Doing Reflexive TA

Image: Lisa Trainor

The Reflexive TA process

Reflexive TA involves a reflexive, recursive engagement with the dataset, to produce a robust analysis.

We have outlined a six-phase process to facilitate the learning of, and doing of reflexive thematic analysis. These phases do not prescribe a rigid process you must follow. They are tool to guide you in systematically and robustly exploring, interpreting, and reporting a pattern-based analysis from your dataset. Qualitative analysis is a skilled, situated, subjective process, that exists at the intersection of the researcher, the dataset, and the various contexts of interpretation. It is not the outcome of strictly following set phases or ‘rules’.

Six phases for analysis

Note that the names for these phases have changed since first articulated in 2006.

  1. Familiarising yourself with the dataset: This phase involves reading and re-reading the data, to become immersed and intimately familiar with its content, and making notes on your initial analytic observations and insights, both in relation to each individual data item (e.g. an interview transcript) and in relation to the entire dataset.
  2. Coding: This phase involves generating succinct labels (codes!) that capture and evoke important features of the data that might be relevant to addressing the research question.
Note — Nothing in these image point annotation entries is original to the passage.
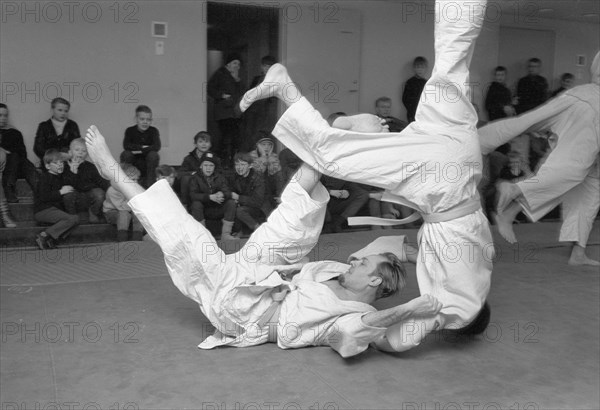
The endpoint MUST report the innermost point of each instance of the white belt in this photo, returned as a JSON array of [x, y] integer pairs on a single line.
[[464, 209]]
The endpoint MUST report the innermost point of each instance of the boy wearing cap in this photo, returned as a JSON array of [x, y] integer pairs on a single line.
[[266, 162], [211, 196], [191, 164], [225, 87], [248, 191]]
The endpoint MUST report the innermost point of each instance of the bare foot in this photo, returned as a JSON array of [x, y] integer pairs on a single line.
[[507, 192], [504, 224], [579, 258], [361, 123], [277, 83], [100, 154]]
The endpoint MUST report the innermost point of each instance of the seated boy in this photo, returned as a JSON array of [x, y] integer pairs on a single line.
[[141, 145], [191, 164], [248, 191], [266, 162], [58, 131], [90, 187], [118, 213], [16, 165], [48, 202], [211, 196]]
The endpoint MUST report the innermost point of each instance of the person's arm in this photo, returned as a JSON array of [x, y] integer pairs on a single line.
[[39, 144], [425, 305]]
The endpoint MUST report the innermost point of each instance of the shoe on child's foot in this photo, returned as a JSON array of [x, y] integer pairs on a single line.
[[41, 240], [93, 218]]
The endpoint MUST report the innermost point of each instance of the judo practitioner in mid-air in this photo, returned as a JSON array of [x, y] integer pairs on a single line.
[[570, 175], [244, 295], [433, 166]]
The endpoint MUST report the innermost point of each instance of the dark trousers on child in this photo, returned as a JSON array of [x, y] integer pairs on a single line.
[[63, 222]]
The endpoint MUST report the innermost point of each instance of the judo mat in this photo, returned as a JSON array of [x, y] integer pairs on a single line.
[[102, 327]]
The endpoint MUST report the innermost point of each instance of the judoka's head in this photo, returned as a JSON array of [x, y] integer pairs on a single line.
[[596, 69], [381, 275], [534, 66]]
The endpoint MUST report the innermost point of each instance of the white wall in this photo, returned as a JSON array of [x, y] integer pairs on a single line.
[[112, 65], [36, 51]]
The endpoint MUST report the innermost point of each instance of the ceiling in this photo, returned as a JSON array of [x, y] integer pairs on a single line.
[[575, 10]]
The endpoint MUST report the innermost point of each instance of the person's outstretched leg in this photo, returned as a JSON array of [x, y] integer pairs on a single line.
[[580, 207], [504, 221], [107, 165], [193, 258], [293, 228]]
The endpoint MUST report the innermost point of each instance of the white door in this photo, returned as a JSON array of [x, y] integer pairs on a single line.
[[321, 48]]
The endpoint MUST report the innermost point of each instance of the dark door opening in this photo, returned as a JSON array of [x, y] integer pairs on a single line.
[[251, 32]]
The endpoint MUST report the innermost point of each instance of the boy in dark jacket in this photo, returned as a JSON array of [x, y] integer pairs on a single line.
[[58, 131], [141, 145], [48, 202], [248, 191], [191, 165], [211, 196], [90, 187]]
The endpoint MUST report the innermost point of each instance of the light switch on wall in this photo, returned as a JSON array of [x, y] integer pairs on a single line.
[[159, 48]]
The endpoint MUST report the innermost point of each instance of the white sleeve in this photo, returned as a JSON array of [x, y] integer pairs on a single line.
[[393, 244], [349, 336]]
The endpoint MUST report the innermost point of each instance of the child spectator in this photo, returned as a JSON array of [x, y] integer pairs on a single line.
[[118, 213], [141, 145], [17, 165], [166, 172], [4, 211], [48, 202], [266, 162], [383, 109], [499, 100], [567, 81], [225, 88], [248, 191], [211, 196], [191, 164], [90, 187], [58, 131], [414, 87]]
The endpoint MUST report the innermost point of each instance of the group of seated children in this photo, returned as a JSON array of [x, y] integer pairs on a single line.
[[238, 199]]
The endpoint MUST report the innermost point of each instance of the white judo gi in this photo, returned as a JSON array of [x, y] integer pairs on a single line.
[[570, 174], [433, 166], [237, 292]]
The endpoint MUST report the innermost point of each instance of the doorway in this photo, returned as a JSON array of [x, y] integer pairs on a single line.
[[251, 32]]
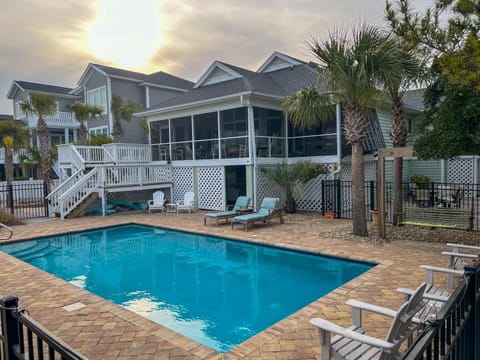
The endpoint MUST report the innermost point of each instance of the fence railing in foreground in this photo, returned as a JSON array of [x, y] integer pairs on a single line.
[[455, 333], [21, 337]]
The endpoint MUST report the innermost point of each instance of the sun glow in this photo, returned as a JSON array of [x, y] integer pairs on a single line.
[[126, 32]]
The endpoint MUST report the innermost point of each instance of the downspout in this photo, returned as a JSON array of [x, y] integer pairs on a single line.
[[338, 165]]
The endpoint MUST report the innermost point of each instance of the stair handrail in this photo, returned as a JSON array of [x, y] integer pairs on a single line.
[[54, 196], [9, 229], [85, 186]]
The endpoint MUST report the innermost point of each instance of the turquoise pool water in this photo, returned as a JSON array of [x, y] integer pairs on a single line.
[[214, 291]]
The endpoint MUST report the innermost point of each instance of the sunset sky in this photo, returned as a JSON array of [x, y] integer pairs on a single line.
[[53, 41]]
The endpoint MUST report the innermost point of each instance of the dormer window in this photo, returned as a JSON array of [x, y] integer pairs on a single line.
[[98, 97]]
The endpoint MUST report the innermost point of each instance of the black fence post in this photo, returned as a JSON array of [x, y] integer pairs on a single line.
[[324, 202], [9, 305], [338, 199], [10, 198], [45, 200]]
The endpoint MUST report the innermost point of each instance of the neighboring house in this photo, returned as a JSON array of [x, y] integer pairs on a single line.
[[99, 82]]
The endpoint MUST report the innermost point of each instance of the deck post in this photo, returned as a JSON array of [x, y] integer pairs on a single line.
[[9, 330]]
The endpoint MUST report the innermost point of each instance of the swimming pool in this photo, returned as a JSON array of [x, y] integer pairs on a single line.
[[215, 291]]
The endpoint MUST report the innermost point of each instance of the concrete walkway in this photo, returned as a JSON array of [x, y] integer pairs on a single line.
[[103, 330]]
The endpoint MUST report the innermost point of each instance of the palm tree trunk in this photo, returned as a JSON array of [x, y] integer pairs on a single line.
[[398, 134], [9, 165], [44, 150], [82, 134], [359, 217]]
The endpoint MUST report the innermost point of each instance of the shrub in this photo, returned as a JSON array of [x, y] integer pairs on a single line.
[[8, 219]]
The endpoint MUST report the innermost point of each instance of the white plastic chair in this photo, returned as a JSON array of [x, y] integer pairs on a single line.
[[158, 202], [188, 203]]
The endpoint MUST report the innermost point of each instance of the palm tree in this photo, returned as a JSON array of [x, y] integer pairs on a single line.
[[292, 178], [14, 136], [83, 112], [121, 110], [352, 68], [41, 105]]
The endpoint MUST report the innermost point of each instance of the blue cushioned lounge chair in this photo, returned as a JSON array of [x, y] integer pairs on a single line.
[[268, 209], [241, 203]]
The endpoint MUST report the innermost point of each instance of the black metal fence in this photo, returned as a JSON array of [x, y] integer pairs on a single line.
[[455, 333], [25, 200], [337, 197], [21, 337]]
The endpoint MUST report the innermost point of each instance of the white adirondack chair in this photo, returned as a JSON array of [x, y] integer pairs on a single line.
[[188, 203], [158, 202], [354, 343]]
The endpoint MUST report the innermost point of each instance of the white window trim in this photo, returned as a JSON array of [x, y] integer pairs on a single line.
[[105, 108], [98, 130]]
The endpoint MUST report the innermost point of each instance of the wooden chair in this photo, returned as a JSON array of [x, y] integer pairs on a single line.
[[355, 343], [158, 202]]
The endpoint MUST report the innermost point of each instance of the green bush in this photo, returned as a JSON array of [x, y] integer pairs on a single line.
[[8, 219], [420, 180]]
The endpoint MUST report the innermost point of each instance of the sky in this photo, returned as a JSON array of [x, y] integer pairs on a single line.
[[52, 42]]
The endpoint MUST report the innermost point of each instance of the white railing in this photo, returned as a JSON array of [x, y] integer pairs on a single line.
[[129, 153], [85, 186], [122, 175], [60, 119], [92, 154], [16, 155], [68, 155], [54, 196]]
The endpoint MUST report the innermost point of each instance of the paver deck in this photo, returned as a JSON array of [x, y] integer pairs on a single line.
[[103, 330]]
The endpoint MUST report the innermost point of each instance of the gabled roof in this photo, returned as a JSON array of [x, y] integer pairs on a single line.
[[159, 78], [237, 81], [38, 88], [278, 61]]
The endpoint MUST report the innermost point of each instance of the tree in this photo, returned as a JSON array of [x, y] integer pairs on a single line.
[[14, 136], [292, 178], [351, 69], [83, 112], [41, 105], [449, 126], [121, 110]]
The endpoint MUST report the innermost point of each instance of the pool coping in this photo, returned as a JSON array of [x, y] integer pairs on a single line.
[[191, 347]]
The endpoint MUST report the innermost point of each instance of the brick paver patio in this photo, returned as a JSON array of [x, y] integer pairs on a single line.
[[103, 330]]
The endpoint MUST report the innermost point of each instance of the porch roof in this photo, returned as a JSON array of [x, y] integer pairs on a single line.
[[278, 83]]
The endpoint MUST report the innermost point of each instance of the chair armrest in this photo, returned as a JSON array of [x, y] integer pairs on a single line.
[[365, 339], [461, 255], [461, 246], [409, 292], [355, 304], [429, 268]]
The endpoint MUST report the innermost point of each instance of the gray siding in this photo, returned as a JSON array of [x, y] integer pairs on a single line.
[[158, 95]]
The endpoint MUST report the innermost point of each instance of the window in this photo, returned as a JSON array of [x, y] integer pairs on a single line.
[[18, 111], [101, 130], [98, 97]]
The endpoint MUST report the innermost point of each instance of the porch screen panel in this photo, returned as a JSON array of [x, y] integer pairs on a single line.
[[268, 188], [182, 182], [211, 182]]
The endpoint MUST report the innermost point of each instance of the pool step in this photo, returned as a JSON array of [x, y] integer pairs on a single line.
[[40, 253]]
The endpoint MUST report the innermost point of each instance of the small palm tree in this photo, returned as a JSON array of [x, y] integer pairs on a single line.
[[84, 112], [41, 105], [121, 110], [292, 178], [352, 69], [14, 136]]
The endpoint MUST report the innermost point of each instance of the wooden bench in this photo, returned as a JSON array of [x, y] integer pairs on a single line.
[[452, 218]]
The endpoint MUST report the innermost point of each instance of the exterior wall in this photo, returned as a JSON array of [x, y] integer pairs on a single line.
[[95, 81], [157, 95]]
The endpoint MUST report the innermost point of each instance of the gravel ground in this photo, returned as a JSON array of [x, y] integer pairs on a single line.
[[402, 233]]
It involves coding the entire dataset, with two or more rounds of coding, and after that, collating all the codes and all relevant data extracts, together for later stages of analysis.
  3. Generating initial themes: This phase involves examining the codes and collated data to begin to develop significant broader patterns of meaning (potential themes). It then involves collating data relevant to each candidate theme, so that you can work with the data and review the viability of each candidate theme.
  4. Developing and reviewing themes: This phase involves checking the candidate themes against the coded data and the entire dataset, to determine that they tell a convincing story of the data, and one that addresses the research question. In this phase, themes are further developed, which sometimes involves them being split, combined, or discarded. In our TA approach, themes are defined as pattern of shared meaning underpinned by a central concept or idea.
  5. Refining, defining and naming themes: This phase involves developing a detailed analysis of each theme, working out the scope and focus of each theme, determining the ‘story’ of each. It also involves deciding on an informative name for each theme.
  6. Writing up: This final phase involves weaving together the analytic narrative and data extracts, and contextualising the analysis in relation to existing literature.

Although these phases are sequential, and each phase builds on the previous, analysis is typically a recursive process, with movement back and forth between different phases. As noted above, these phases and the practices they capture are not rules to follow rigidly, but rather a series of conceptual and practice oriented ‘tools’ that guides the analysis to facilitate a rigorous process of data interrogation and engagement. With more experience (and smaller datasets), the analytic process can blur some of these phases together.

We encourage you to use resources we have listed to help you engage in reflexivity for best practice and to consider issues of design/conceptualisation and quality throughout your analytic process.